As most who have watched and commented it, I also see it as a crossbreed between the fairy tale of The Little Mermaid and Shakespeare’s novel of Romeo and Juliet. The visuals are quite close to those of Walt Disney’s version of the Little Mermaid. Everything looks full of life and movement, with vivid motions, and perky grimaces. The Sea World in particular is amazing with its set of unique house features, sea creatures and underwater temple. The Fire Land is not shown as much and lacks the focus of the sea but it is still quite unique at its presentation as well.
I must point out that it could look a lot better than it does. The animators preferred a very stylish and simple way of depicting the characters, yet you see in the ending credits the original sketches. Frankly, the movie is wonderful to look but it is not exotic enough as you may expect for an otherworld setting. The original imagery was much closer to Norse mythology than central Europe modern cartoons, so it kind of looks inferior to the original.
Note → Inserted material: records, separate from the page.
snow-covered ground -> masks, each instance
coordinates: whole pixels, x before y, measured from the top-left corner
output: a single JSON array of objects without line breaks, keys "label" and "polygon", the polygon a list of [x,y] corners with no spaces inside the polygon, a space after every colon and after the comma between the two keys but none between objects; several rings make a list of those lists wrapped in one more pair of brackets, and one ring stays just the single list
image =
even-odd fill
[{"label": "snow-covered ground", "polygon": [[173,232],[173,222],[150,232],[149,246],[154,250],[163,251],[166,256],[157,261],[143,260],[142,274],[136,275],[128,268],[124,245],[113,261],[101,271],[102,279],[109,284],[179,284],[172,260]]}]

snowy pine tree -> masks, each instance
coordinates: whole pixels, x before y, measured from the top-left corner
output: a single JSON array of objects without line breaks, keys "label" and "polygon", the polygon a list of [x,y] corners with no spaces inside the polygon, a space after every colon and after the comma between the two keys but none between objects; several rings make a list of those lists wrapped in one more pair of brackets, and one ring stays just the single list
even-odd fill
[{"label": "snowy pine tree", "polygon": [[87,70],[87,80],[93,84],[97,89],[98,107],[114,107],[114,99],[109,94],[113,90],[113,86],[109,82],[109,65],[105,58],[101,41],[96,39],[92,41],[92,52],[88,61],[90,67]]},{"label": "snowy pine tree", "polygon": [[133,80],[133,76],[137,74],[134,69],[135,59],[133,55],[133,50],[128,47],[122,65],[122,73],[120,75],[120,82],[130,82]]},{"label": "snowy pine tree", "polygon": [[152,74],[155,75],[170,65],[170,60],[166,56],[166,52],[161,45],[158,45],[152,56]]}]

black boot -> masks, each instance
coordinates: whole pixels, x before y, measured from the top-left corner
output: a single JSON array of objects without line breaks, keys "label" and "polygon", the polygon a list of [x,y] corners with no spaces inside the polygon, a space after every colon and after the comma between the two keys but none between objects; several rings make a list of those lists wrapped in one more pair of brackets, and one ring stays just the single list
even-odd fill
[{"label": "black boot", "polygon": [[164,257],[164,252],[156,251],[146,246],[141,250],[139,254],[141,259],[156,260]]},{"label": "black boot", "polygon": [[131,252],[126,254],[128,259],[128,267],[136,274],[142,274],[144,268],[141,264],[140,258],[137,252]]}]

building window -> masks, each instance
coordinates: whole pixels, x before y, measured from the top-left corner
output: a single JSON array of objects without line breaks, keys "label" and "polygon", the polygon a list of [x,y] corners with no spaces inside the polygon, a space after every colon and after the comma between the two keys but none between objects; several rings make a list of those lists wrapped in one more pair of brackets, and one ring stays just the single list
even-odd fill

Still, for what it shows it feels quite epic and inspiring, with worlds colliding, tsunamis and huge fireballs and eclipses, heavenly sunrays, and omnipresent elemental Gods, accompanied by orchestra music pieces, full of angst and raw power, conveying feelings in a flash. And they do so in a lot more successful way than most modern series and movies do.
Still, don’t be fooled to think that the movie is just like Walt Disney’s Little Mermaid. If you didn’t know, the normal ending of the fairy tale is not a happy one. Several characters die in it, despite looking cheery enough to believe they do not deserve to die. And in the Japanese fashion, there are lesbian tendencies in one of the characters. Plus, although the story features a bad guy, he is never shown doing anything. He is already defeated by the beginning of the film. In fact, all the conflict in the movie revolves around the aftereffects of his scheme, and not a scheme that can be avoided by defeating him. So, yeah, it feels quite original to have a story where two sides are not separated in good and evil and don’t even try to defeat the big bad as an objective for a good ending. The bad guy is gone, yet the two sides refuse to forgive one another.
Just in the case of Romeo and Juliet, it is about selfishness and egoism and not some clear-cut ideal of righteousness. Still, the ending is not a complete tragedy just like in the case of Romeo and Juliet. It is very sad but has its spark of hope.
In all, this movie is almost a must for all retro lovers and people who can still appreciate an animated drama. To be honest, it is a lot better to see it as art and on an emotional level and not as a complete story on a logical level. The scenario is quite simple in all and has an almost dualistic approach to everything. Plus, the ending is a bit forced, with unknown powerful magic doing all the work and love breaking the fabric of reality just like that. Still, if you don’t try to reason everything it is a wonderful family movie, far better than most of Walt Disney’s classics, as it is not politically correct and does not pass the idea that evil is external to the heroes and personified enough to be killed and get rid of that easily.
And now for some excused scorings.
ART SECTION: 8/10
General Artwork 2/2 (artsy)
Character Figures 1/2 (generic)
Backgrounds 2/2 (simple but fitting with the feeling of the series)
Animation 1/2 (basic)
Visual Effects 2/2 (artsy)
SOUND SECTION: 7/10
Voice Acting 2/3 (corny but fitting with the feeling of the series)
Music Themes 3/4 (not great but fitting with the feeling of the series)
Sound Effects 3/3 (artsy)
STORY SECTION: 6/10
Premise 2/2 (interesting)
Pacing 2/2 (felt ok)
Complexity 1/2 (not much)
Plausibility 0/2 (none)
Conclusion 1/2 (cheesy)
CHARACTER SECTION: 6/10
Presence 1/2 (generic)
Personality 2/2 (rather cheesy but well founded)
Backdrop 1/2 (generic and simplistic but it’s there)
Development 1/2 (overblown but it’s there)
Catharsis 1/2 (overblown but it’s there)
VALUE SECTION: 6/10
Historical Value 1/3 (still remembered by some as an interesting retro title)
Rewatchability 1/3 (low because of the simplistic context)
Memorability 4/4 (artsy to the point of forever remembering it)
ENJOYMENT SECTION: 6/10
It is good but would be better with better production values and less magic panacea.